According to the strike notice published today, the strike will take place from 08:00 to 24:00 (morning and afternoon shifts) on March 15 and covers nurses in the public and social sectors.
Minimum services will be in place to cover emergency situations in permanent care units that operate 24-hours a day, inpatient services that also operate 24 hours a day, intensive care, operating theaters – with the exception of scheduled surgeries – emergency rooms, hemodialysis services and cancer treatments.
Regarding minimum services relating to cancer treatments, the strike notice includes surgeries and the start of radiotherapy or chemotherapy treatments for newly diagnosed cancer diseases classified as priority level 4; surgeries for diseases with priority level 3 (if it is not possible to reschedule in the following 15 days) and the continuity of ongoing treatments.

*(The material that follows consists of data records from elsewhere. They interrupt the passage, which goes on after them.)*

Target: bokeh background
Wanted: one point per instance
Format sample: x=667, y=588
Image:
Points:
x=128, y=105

Ongoing scheduled treatments will also be covered by minimum services, as are planned sessions of radiotherapy and chemotherapy programs and treatments with daily prescriptions on an outpatient basis.
But with regard to other situations, particularly scheduled surgeries, SEP says “they should be considered in accordance with the institutions’ contingency plan for situations comparable to time off – often announced at short notice – or cancellations of surgery on the same day – due to the impossibility of carrying them out during the normal working hours of the staff or operating room.”

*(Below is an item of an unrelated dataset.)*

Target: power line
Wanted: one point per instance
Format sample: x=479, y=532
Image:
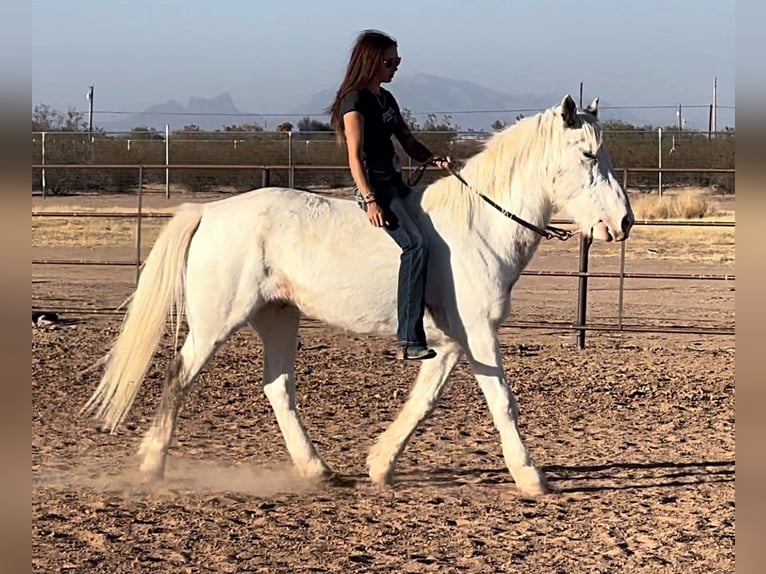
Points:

SEP also points out that it is not necessary to provide minimum services in the case of day hospitals, since emergency requirements and “particularly serious cases” in the field of oncology are satisfied.

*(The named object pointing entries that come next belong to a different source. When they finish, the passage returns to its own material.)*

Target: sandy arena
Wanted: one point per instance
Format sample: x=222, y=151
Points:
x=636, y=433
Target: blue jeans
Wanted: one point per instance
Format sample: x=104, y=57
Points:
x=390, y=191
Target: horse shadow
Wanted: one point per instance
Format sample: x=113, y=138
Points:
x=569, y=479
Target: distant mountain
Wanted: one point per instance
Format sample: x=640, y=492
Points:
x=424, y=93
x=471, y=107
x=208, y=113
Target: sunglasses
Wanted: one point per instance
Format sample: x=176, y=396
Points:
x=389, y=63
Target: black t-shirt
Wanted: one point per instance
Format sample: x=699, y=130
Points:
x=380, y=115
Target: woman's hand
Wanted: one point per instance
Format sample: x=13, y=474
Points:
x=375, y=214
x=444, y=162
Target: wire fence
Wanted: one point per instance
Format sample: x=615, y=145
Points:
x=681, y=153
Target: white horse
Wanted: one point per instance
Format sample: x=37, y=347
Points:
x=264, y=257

As for nurses’ needed to carry out the minimum services, it will be the same as that defined for night shifts – but for cancer surgeries, this number will be increased by three nursing professionals (an instrumentalist, an anesthetist and a circulator) in the operating room and one more nurse to ensure recovery.
With this strike – timed to ensure that no new government will have had time to come to grips with nurses’ demands – SEP is turning the thumb-screws on a situation that has been simmering for a very long time.
The last national nurses’ strike took place between December 21 last year and January 2, and was called by the Independent Union of All United Nurses (SITEU).